This post summarises a research article that explored whether Ofsted judgements over the past ten years were associated with local authority expenditure and levels of deprivation. The inspectorate has previously maintained that funding and deprivation pale in comparison to leadership, but is this true? Our research suggests that higher spending on early help and family support and lower poverty is associated with a greater likelihood of positive ratings.
“In any case, we have found no significant correlation between levels of deprivation and the performance of children’s services. Nor can it be put down to funding levels – some of the authorities judged inadequate are among the highest spenders.”
In 2017, Paul Bywaters, Tim Sparks, and I challenged this statement from Ofsted in an article written for Community Care. This later led to some revision of the claim in a following Ofsted report, which acknowledged that there may be some association between levels of deprivation and children’s services Ofsted outcomes. Later, research by David Wilkins and Vivi Antonopoulou reported an association between levels of deprivation and Ofsted outcomes, but found no association between local authority expenditure and Ofsted outcomes (see: Wilkins and Antonopoulou, 2020a, and Wilkins and Antonopoulou, 2020b).

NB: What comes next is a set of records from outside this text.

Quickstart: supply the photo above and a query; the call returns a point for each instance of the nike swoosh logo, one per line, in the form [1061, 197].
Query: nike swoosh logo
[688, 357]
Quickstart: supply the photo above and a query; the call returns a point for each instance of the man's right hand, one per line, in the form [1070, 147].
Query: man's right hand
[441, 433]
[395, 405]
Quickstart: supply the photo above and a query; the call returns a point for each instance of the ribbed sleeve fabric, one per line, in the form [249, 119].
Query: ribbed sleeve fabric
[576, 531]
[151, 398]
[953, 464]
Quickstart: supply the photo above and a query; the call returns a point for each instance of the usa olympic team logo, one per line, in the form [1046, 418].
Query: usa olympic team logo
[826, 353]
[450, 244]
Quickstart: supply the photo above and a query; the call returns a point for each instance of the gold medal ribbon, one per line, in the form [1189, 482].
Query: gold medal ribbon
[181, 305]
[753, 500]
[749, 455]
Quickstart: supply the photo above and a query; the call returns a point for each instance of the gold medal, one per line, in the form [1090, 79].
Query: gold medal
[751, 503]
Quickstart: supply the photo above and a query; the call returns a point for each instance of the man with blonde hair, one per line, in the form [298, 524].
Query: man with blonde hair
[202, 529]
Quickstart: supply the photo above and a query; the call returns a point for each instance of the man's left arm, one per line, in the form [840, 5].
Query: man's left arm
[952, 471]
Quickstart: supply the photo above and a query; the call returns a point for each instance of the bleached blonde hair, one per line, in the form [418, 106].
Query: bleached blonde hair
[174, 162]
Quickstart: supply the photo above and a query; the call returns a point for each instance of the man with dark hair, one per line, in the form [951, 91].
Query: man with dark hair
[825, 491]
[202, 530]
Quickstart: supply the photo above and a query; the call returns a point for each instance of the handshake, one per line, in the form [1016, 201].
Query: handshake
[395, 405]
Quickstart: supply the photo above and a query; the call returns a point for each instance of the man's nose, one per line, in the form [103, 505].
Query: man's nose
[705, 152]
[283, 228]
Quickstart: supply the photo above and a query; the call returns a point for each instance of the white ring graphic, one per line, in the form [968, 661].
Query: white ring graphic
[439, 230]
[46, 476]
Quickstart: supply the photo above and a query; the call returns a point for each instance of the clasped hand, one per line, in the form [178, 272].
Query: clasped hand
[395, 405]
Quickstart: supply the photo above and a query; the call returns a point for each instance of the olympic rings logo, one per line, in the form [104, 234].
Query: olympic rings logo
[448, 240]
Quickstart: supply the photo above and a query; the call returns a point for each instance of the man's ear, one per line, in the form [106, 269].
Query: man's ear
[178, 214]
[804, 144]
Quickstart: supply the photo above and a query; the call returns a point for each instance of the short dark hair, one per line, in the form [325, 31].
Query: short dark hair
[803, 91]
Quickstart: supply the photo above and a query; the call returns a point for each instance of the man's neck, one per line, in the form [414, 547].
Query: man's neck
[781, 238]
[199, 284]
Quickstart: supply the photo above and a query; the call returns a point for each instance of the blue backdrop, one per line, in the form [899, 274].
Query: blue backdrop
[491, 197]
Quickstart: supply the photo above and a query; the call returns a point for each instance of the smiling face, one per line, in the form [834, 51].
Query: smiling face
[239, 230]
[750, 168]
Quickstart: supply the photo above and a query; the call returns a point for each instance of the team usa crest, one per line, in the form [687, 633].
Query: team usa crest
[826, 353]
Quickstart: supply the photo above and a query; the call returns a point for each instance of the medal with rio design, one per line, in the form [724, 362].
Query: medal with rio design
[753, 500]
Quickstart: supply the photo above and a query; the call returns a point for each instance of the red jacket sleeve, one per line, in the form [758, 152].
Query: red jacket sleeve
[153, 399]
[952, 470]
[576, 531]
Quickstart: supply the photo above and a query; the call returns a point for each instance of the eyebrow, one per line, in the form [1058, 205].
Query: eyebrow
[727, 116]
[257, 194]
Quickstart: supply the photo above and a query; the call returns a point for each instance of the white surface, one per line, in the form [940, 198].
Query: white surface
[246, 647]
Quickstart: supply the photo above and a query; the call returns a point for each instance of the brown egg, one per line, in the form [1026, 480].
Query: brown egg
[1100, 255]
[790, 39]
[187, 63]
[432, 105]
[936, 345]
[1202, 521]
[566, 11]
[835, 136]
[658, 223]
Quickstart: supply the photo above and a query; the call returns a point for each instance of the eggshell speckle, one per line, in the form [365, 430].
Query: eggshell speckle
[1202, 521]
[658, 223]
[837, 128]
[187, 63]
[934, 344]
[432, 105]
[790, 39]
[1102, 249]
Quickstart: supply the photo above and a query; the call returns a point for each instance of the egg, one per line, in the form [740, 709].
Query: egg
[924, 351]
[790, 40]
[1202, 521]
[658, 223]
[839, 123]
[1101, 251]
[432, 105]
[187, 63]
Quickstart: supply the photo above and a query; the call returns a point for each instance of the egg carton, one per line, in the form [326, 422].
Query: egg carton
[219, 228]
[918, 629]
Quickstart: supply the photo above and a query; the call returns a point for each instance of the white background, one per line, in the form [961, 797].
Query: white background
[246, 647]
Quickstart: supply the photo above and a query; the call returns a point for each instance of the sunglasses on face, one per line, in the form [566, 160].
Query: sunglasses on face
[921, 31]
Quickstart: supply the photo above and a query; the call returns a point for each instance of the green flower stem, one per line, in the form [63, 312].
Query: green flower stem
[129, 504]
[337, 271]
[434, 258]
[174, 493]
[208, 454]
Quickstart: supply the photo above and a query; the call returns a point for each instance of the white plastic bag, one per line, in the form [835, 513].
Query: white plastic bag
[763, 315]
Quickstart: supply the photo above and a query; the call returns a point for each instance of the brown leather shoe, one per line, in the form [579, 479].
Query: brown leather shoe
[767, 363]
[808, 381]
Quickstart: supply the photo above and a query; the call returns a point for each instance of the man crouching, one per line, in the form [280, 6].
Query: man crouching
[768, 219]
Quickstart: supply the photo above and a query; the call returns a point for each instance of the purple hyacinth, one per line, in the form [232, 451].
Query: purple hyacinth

This week, a new paper authored by Davara Bennett (University of Liverpool), Paul Bywaters (Huddersfield University), and me was published in Social Policy and Society. We found that levels of deprivation and levels of expenditure on early help and family support services were significant predictors of a positive (Good or Outstanding) Ofsted judgement.
Every £100 per child increase in early help and family support-related spending was associated with around a 1.7 times increase in the odds of receiving a Good or Outstanding Ofsted rating, after controlling for deprivation, the year of the inspection, and levels of safeguarding expenditure. To put this number in context, over the 2010 decade the highest level of expenditure per child on these services was around £1,000 and the lowest was around £90 per child, with the average local authority spending somewhere between £220 and £380 per child, indicating that multiple increments of increase of this value would not be unrealistic.
However, we found no association between ‘safeguarding’ expenditure (that is, expenditure largely associated with the social work workforce and child protection functions) and Ofsted outcomes. We suspect this along with some methodological differences may explain why previous analyses by the National Audit Office, and by Wilkins and Antonopoulou, may have found no association between expenditure and Ofsted outcomes.
We believe that this evidence suggests that greater capacity to invest in early help and family support — capacity that has declined rapidly and inequitably over the 2010 decade — may help reduce failure demand in children’s services; meaning increases in demand that are associated with a failure to do something, or to do something right (Seddon and Brand, 2008). Rick Hood (2015) describes the impact of failure demand on children’s services as leading to a state where:
“[I]ssues that are not resolved straightaway keep reappearing and cumulatively start to overload the system’s ability to cope”
The figure below shows how Ofsted judgements of local authorities have been distributed across three tertiles of expenditure on early help and family support between 2012-13 (after Ofsted replaced ‘adequate’ with ‘required improvement to be good’) and 2019-2020, after adjusting for deprivation. The third of local authorities with the highest deprivation-adjusted expenditure on early help and family support have been notably more likely to receive Good or Outstanding Ofsted outcomes than those with relatively middling or low expenditure per child on these services.